Of course, none of this is really relevant because what the original function or form of morality happens to be does not imply what it must be like
now- this would be a genetic fallacy to argue as much. Clearly, if we still lived according to our most basic, evolutionarily produced moral sentiments, the world would be a very ugly place. Indeed, the evolution of morality
distinct from the biological evolution of species is one of the more interesting areas in contemporary ethics.
Evolution is your moral source not mine. I think is almost comical to picture lawmakers and SC justices look at bone beds, guessing at behavior gain and loss, and carbon dating data to create law.
Well, if its anyone's source then its everyone's source. It is either the case that morality is a product of evolution- for everyone- or that it is not- for everyone.
And as above, and as I remarked last post, a descriptive account of the original functions of our moral senses does not commit us to any prescriptive morals.
I have one primary claim.
1. Only with God do objective moral truths exist. That is not to say the ethics we invent are not objectively existent.
How simple is that. Look at what you have posted to get out of this simply claim. It looks like a pint shop exploded and interns were sent around looking for the most ambiguous and technical words to use in an attempt to show 1 + 1 = fruit loops.
Trust me, the problem isn't that we don't know what your primary claim is, the problem is taht you have to substantiate it somehow.

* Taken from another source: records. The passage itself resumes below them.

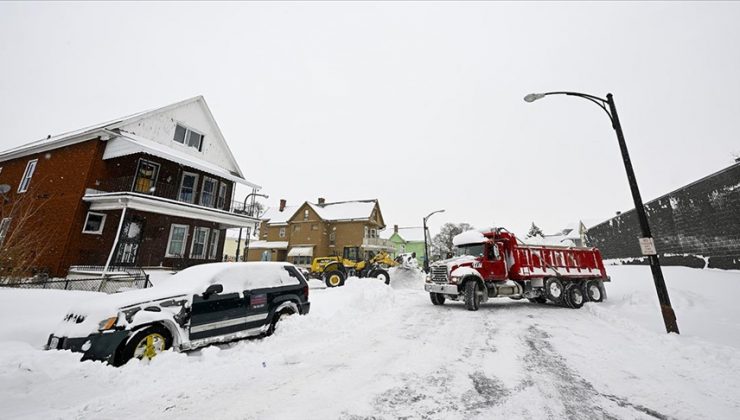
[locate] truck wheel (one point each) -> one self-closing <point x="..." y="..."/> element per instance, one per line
<point x="381" y="275"/>
<point x="574" y="296"/>
<point x="554" y="289"/>
<point x="334" y="278"/>
<point x="593" y="291"/>
<point x="437" y="298"/>
<point x="538" y="299"/>
<point x="472" y="295"/>
<point x="146" y="344"/>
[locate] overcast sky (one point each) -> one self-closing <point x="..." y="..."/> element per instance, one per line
<point x="418" y="105"/>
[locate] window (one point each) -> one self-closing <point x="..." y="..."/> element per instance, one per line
<point x="146" y="176"/>
<point x="188" y="137"/>
<point x="188" y="187"/>
<point x="208" y="192"/>
<point x="27" y="174"/>
<point x="198" y="247"/>
<point x="221" y="195"/>
<point x="4" y="226"/>
<point x="213" y="244"/>
<point x="94" y="223"/>
<point x="176" y="243"/>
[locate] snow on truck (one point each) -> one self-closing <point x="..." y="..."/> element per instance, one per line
<point x="496" y="264"/>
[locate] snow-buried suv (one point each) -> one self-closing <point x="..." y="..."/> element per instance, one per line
<point x="201" y="305"/>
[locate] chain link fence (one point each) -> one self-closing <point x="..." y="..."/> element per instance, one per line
<point x="114" y="283"/>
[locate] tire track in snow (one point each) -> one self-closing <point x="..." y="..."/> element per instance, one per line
<point x="579" y="398"/>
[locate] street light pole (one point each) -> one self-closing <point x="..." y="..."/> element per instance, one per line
<point x="646" y="242"/>
<point x="426" y="247"/>
<point x="249" y="213"/>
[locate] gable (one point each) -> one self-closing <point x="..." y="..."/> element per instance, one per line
<point x="159" y="126"/>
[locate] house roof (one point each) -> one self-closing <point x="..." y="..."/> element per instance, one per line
<point x="127" y="143"/>
<point x="105" y="131"/>
<point x="345" y="210"/>
<point x="274" y="216"/>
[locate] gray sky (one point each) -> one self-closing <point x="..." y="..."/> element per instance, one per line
<point x="418" y="105"/>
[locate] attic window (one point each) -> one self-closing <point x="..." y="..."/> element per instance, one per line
<point x="188" y="137"/>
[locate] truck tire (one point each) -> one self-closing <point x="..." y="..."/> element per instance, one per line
<point x="381" y="275"/>
<point x="472" y="297"/>
<point x="334" y="278"/>
<point x="593" y="291"/>
<point x="538" y="299"/>
<point x="437" y="298"/>
<point x="574" y="296"/>
<point x="554" y="290"/>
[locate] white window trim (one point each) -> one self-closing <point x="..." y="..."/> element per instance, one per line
<point x="102" y="223"/>
<point x="214" y="194"/>
<point x="205" y="243"/>
<point x="187" y="132"/>
<point x="5" y="221"/>
<point x="195" y="186"/>
<point x="27" y="175"/>
<point x="184" y="241"/>
<point x="213" y="244"/>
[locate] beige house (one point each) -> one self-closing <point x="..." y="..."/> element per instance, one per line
<point x="297" y="234"/>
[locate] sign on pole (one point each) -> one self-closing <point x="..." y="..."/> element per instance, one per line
<point x="647" y="246"/>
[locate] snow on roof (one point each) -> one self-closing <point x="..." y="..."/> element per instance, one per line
<point x="468" y="237"/>
<point x="56" y="141"/>
<point x="269" y="244"/>
<point x="274" y="216"/>
<point x="411" y="234"/>
<point x="345" y="210"/>
<point x="128" y="143"/>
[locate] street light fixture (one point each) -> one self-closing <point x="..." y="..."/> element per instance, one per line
<point x="249" y="213"/>
<point x="647" y="244"/>
<point x="426" y="247"/>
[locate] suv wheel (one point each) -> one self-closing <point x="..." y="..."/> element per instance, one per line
<point x="146" y="344"/>
<point x="334" y="278"/>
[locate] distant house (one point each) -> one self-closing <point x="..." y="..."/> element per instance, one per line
<point x="151" y="189"/>
<point x="297" y="234"/>
<point x="408" y="240"/>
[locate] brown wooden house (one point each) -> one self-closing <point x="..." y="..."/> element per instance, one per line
<point x="298" y="233"/>
<point x="151" y="189"/>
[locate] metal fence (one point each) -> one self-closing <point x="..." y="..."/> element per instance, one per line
<point x="110" y="284"/>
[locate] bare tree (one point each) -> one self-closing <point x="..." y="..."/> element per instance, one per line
<point x="24" y="236"/>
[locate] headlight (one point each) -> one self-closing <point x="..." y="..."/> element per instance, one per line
<point x="107" y="323"/>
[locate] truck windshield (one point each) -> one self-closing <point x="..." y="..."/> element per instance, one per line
<point x="475" y="250"/>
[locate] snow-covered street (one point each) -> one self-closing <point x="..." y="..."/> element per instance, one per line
<point x="371" y="351"/>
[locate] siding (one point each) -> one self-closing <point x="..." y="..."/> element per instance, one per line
<point x="700" y="220"/>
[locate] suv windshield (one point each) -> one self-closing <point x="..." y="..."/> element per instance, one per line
<point x="475" y="250"/>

You can't simply assert it and expect that to count for anything. There is such a thing as a burden of proof; if you claim X is true, then you have a burden to show that X is indeed true (via providing evidence, arguments, etc.)
1. People are your source and that is not objective.
2. Evolution is your source and that is not moral. Unless you redefine morality as whatever someone (just like Hitler did in Eugenics and race superiority) claims evolution suggests.
Well, I don't have to make ANY choice until I see what your argument for your primary claim looks like. And regardless, I don't endorse moral realism in the first place, so this is not a problem for me at all; I don't think there are any such thing as objective moral truths or moral facts.